Comment by Harold L. Karpman, MD
A large, prospective, observational study of 43,457 women with a 12 year follow-up demonstrated that weight loss of at least 9 kg was associated with a 53% reduction in all obesity-related deaths.8 Spurred on by the failure of traditional diet methods to produce permanent weight loss, bariatric surgery has been extensively performed and carefully studied over the past 15 years. Based on the results of Buchwald’s meta-analysis,7 it is clear that the significant weight loss that occurs over the long-term in the majority of morbidly obese individuals after bariatric surgery reverses, eliminates, or significantly ameliorates diabetes, hypertension, hyperlipidemia and obstructive sleep apnea in the majority of the patients. The operative 30-day mortality rates are low and, even after accounting for the pain and anxiety of surgery, the inconveniences of dietary restrictions and exposure to possible surgical complications, the majority of patients have experienced an improved quality-of-life because of improved appearance, and improved social and economic opportunities.9-14
Until recently, obesity had never been categorized as an illness thus preventing Medicare from covering for treatments for obesity-related conditions. In July 2004, Tommy G. Thompson, secretary of the US Department of Health and Human Services, announced that Medicare would remove barriers to covering all services for the treatment of obesity if the available scientific and medical evidence demonstrated their effectiveness in improving health outcomes. Much of the government’s attention to this problem will be focused on gathering evidence to justify payment for diet programs and behavior therapies and obviously, bariatric surgery will also be carefully evaluated to determine whether or not Medicare beneficiaries will be eligible for this aggressive approach for the treatment of obesity itself rather than simply for the treatment only of the consequences of obesity. Hopefully, the report by Buchwald7 will help speed the evaluation process along.
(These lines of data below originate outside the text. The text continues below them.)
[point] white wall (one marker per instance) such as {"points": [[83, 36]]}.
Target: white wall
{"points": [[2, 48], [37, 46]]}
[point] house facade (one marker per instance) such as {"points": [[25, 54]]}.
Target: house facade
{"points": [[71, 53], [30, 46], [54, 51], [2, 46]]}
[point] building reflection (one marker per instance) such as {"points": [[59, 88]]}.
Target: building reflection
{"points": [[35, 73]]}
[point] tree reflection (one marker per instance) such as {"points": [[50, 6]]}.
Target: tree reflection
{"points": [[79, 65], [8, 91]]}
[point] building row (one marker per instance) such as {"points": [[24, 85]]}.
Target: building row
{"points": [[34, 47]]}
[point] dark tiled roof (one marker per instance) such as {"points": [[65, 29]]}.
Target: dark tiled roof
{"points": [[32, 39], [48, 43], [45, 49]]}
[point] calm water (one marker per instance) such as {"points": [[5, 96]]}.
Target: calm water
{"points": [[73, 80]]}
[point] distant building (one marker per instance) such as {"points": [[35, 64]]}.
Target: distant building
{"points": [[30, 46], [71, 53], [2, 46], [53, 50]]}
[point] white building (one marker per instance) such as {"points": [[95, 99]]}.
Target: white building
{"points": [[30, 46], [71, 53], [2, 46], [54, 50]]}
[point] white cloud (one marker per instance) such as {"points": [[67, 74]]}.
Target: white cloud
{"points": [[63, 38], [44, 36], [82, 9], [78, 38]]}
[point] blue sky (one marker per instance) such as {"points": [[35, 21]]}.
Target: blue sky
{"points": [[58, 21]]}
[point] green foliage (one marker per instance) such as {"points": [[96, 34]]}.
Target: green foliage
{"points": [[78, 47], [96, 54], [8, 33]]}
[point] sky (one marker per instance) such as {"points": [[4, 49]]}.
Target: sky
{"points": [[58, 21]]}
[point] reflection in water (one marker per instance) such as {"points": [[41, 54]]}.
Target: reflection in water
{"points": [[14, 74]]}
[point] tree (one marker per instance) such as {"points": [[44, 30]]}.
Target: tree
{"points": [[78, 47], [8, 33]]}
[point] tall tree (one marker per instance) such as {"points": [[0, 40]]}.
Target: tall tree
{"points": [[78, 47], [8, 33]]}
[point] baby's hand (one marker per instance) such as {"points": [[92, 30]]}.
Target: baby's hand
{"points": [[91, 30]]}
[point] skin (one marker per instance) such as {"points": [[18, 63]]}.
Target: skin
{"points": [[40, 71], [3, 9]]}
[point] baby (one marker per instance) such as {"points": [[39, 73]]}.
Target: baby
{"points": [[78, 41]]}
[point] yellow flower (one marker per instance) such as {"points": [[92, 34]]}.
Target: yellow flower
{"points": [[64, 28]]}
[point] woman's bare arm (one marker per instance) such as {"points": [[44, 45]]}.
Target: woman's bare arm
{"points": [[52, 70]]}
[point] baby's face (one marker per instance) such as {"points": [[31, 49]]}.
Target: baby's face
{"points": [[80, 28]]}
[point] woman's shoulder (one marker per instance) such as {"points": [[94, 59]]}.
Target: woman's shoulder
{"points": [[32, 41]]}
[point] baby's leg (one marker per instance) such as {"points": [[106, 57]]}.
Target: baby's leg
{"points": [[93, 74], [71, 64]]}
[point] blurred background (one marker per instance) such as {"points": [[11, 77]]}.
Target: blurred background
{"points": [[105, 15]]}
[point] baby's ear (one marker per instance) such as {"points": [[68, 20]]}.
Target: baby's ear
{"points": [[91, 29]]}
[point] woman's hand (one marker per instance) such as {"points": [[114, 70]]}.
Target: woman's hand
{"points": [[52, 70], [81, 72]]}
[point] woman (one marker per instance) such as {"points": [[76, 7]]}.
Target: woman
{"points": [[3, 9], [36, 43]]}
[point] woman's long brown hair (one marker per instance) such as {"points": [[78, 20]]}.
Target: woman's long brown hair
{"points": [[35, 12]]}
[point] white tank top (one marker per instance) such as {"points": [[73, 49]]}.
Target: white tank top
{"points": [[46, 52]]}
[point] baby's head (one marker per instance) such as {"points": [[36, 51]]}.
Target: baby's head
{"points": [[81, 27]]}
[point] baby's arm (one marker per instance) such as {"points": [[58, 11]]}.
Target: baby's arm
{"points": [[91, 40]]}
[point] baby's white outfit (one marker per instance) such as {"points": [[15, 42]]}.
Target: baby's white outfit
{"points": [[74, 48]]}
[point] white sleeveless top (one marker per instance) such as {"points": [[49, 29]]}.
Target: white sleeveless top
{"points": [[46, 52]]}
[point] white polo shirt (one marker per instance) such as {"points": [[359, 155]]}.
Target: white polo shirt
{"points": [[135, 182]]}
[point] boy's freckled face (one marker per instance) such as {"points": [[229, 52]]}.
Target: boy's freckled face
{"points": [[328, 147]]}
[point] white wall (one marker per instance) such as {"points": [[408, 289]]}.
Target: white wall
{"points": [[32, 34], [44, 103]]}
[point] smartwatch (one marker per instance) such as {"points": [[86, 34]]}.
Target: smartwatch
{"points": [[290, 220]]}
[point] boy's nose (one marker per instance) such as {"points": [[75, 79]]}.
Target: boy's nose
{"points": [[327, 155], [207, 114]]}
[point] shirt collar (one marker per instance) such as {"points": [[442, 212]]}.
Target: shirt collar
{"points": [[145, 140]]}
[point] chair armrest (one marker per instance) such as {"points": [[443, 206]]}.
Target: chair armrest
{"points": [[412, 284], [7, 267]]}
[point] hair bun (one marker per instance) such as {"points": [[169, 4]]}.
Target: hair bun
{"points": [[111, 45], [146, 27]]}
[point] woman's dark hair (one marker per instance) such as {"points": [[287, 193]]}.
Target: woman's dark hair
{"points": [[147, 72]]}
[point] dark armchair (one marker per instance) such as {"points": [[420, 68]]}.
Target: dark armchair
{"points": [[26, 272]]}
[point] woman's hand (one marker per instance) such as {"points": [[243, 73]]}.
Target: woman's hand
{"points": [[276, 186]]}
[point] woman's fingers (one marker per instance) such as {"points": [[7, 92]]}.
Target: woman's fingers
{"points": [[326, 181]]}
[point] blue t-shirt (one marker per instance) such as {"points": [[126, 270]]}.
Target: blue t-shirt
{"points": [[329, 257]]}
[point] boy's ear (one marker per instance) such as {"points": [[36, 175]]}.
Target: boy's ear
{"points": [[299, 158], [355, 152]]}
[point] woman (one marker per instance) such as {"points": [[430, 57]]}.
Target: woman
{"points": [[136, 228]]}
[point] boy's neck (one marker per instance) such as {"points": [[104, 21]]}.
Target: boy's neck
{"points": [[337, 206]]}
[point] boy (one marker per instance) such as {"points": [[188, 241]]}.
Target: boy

But hold on! Bariatric surgery is not a slam dunk. Although the 30-day mortality rate is low, postoperative complications are not infrequent and, in fact, up to 20% of all patients undergoing bariatric surgery require ICU admission postoperatively. In addition, anastomotic leakage and infection, iron malabsorption (and secondary anemia), vitamin deficiencies with associated disabling neuropathy and other complications of surgery and/or of rapid weight loss can occur. Therefore, obviously, before considering bariatric surgery, patients should be carefully counseled and a psychiatric consultation should be obtained for many reasons but especially to determine the degree of the patient’s motivation and commitment. For the motivated patient, the results of bariatric surgery appear to be quite spectacular resulting in significant excess weight loss in the majority of patients and in significant improvement in co-morbid illnesses (ie, diabetes, hypertension, and hyperlipidemia) which all have clearly been demonstrated to have a significant potential to shorten life and produce symptomatic coronary artery disease. However, is again important to emphasize that for bariatric surgery to be successful, patients must be carefully selected and should be strongly motivated in order to reduce the inevitable incidence of surgical failure in achieving the anticipated weight loss goals.
Dr. Karpman, Clinical Professor of Medicine, UCLA School of Medicine, is Associate Editor of Internal Medicine Alert.